Si le terme est étranger à certaines, nous avons toutes déjà assisté à un ou plusieurs male gazes au cinéma. Traduit en français par « regard masculin », il est partout : dans l’art, dans la littérature, et, plus communément dans nos représentations contemporaines : dans les séries et les films. Alors, qu’est-ce que le male gaze ? On vous en donne la définition, et vous explique comment le déconstruire.
Qu’est-ce que le male gaze ? Définition
Le male gaze a été théorisé en 1975 par Laura Mulvey, une réalisatrice britannique et militante féministe. Il désigne la manière dont le regard masculin s’approprie le corps féminin quand la caméra s’attarde sur les jambes d’une actrice ou sur ses fesses, quand le corps de la femme est réifié et devient un objet sexuel, disponible pour les yeux du spectateur masculin.
Tout le monde connaît le fameux mouvement de caméra, qui consiste à aller des pieds à la tête d’un personnage féminin, langoureusement pour vous faire admirer la plastique de l’actrice. Ah oui, parce que, pour qu’il y ait male gaze, il faut que les actrices soient entièrement soumises aux diktats de beauté contemporains : grandes, minces, bronzées…
Autre caractéristique du male gaze : il est souvent gratuit. Vous vous souvenez du Retour du Jedi, sixième épisode de Star Wars ? L’une des premières scènes montre la princesse Leïa, presque nue, en espèce de bikini mettant en valeur ses formes, prisonnière d’une grosse limace répugnante. Leïa est en position d’extrême vulnérabilité : difficile de s’échapper dans cette tenue. Ici, le male gaze incarne une asymétrie puissante entre le traitement des personnages féminins et celui des personnages masculins : Han Solo, le beau gosse de la saga joué par Harrison Ford, congelé dans de la carbonite, embrasse, tout habillé, la princesse dénudée.
L’omniprésence du male gaze dans nos représentations : exemples
Le problème du male gaze, c’est qu’il est partout, et gangrène nos représentations visuelles et culturelles depuis toujours. Dans Le verrou, un tableau peint par Fragonard en 1787, on peut voir une femme qu’un homme agrippe, mais qu’elle semble rejeter, tandis qu’il essaye de fermer la porte à clé. On comprend que les deux protagonistes sont sur le point d’avoir un rapport sexuel, mais les récentes théories féministes se sont interrogées sur la scène décrite par le tableau. Avons-nous affaire à un rapport amoureux et consenti ? Ou la scène peinte par Fragonard est-elle une scène de viol ?
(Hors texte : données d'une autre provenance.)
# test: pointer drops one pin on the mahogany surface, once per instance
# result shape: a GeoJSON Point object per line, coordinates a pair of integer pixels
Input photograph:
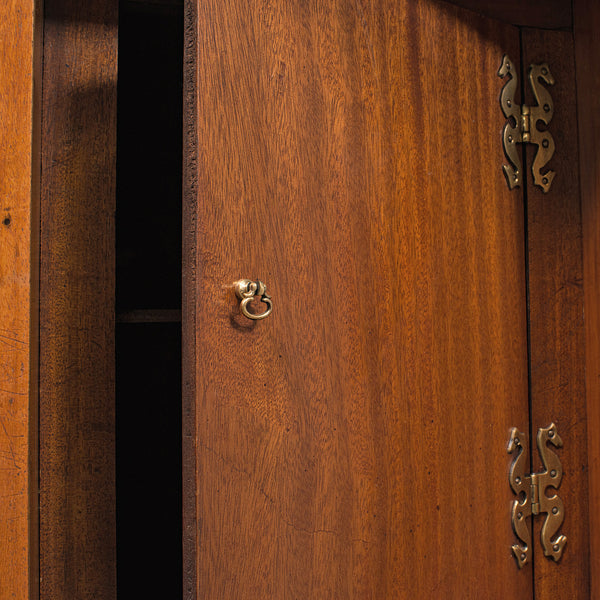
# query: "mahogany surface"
{"type": "Point", "coordinates": [348, 154]}
{"type": "Point", "coordinates": [587, 54]}
{"type": "Point", "coordinates": [556, 315]}
{"type": "Point", "coordinates": [19, 184]}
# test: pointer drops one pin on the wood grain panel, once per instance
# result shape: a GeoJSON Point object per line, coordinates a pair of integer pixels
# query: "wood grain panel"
{"type": "Point", "coordinates": [556, 319]}
{"type": "Point", "coordinates": [545, 14]}
{"type": "Point", "coordinates": [19, 168]}
{"type": "Point", "coordinates": [353, 444]}
{"type": "Point", "coordinates": [77, 470]}
{"type": "Point", "coordinates": [587, 52]}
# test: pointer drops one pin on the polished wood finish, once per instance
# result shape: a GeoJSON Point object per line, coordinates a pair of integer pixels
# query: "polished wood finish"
{"type": "Point", "coordinates": [77, 470]}
{"type": "Point", "coordinates": [556, 319]}
{"type": "Point", "coordinates": [353, 444]}
{"type": "Point", "coordinates": [587, 52]}
{"type": "Point", "coordinates": [19, 183]}
{"type": "Point", "coordinates": [545, 14]}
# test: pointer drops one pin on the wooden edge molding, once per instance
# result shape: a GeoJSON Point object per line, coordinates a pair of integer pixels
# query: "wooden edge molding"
{"type": "Point", "coordinates": [19, 192]}
{"type": "Point", "coordinates": [190, 190]}
{"type": "Point", "coordinates": [587, 55]}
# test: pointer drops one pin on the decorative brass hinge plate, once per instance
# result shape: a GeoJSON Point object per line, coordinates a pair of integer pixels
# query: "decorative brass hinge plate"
{"type": "Point", "coordinates": [532, 491]}
{"type": "Point", "coordinates": [522, 124]}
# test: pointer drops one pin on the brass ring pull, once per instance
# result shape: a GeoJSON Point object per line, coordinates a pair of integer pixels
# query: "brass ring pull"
{"type": "Point", "coordinates": [246, 290]}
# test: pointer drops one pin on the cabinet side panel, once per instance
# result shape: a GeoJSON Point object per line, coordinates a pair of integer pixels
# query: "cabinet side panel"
{"type": "Point", "coordinates": [587, 55]}
{"type": "Point", "coordinates": [77, 434]}
{"type": "Point", "coordinates": [17, 300]}
{"type": "Point", "coordinates": [190, 190]}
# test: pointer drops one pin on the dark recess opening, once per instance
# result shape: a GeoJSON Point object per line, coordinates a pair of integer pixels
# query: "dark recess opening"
{"type": "Point", "coordinates": [148, 330]}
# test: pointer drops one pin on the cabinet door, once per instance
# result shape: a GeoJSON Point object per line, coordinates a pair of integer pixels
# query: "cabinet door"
{"type": "Point", "coordinates": [353, 443]}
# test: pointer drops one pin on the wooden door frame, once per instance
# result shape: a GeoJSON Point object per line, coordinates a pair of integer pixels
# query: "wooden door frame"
{"type": "Point", "coordinates": [587, 55]}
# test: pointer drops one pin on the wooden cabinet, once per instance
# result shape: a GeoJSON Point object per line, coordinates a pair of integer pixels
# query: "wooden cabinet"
{"type": "Point", "coordinates": [353, 443]}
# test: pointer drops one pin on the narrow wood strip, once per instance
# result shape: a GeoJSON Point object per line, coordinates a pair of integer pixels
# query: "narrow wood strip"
{"type": "Point", "coordinates": [77, 435]}
{"type": "Point", "coordinates": [556, 319]}
{"type": "Point", "coordinates": [189, 371]}
{"type": "Point", "coordinates": [19, 169]}
{"type": "Point", "coordinates": [587, 55]}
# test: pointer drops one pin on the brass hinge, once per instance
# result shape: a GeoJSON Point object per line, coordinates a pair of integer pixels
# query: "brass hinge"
{"type": "Point", "coordinates": [522, 124]}
{"type": "Point", "coordinates": [532, 490]}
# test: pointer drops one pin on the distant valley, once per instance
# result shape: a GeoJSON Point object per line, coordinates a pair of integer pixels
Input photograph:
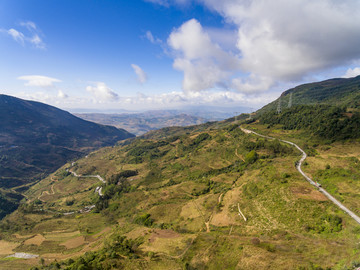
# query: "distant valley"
{"type": "Point", "coordinates": [140, 123]}
{"type": "Point", "coordinates": [36, 139]}
{"type": "Point", "coordinates": [209, 196]}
Dénoncer le male gaze revient donc à s’interroger sur les représentations culturelles qui nous entourent. Par le prisme du regard masculin, la femme est tout de suite chosifiée, et son esprit ainsi que sa volonté ne lui sont plus propres. Les personnages féminins sont donc rarement des personnages à enjeux : dans Le verrou, la femme est passive, elle subit, tandis que l’homme est actif et va fermer la porte à clé. S’interroger sur la pertinence du male gaze, c’est redonner son importance à la perspective féminine, c’est se demander si la situation telle qu’elle est représentée à l’écran, dans un livre, ou sur une toile, valorise les personnages féminins en tant qu’êtres à part entière, ou si elle les transforme en objets inactifs.
Male gaze vs female gaze
Alors quelle alternative au male gaze ? Simplement… Le female gaze. Théorisé par la Française Iris Brey, le female gaze fait suite aux recherches de Laura Mulvey et a pour but de faire de la femme un sujet central de l’œuvre, et non plus un simple objet appropriable. Pour concrétiser son female gaze, Iris Brey a établi une liste de plusieurs questions à se poser quand on regarde un film :
- Est-ce que le personnage principal s’identifie en tant que femme ?
- Est-ce que l’histoire est racontée du point de vue du personnage principal féminin ?
- Est-ce que l’histoire remet en question l’ordre patriarcal ?
- Est-ce que la mise en scène permet au spectateur ou à la spectatrice de ressentir l’expérience féminine ?
- Si les corps sont érotisés, est-ce que le geste est conscientisé ?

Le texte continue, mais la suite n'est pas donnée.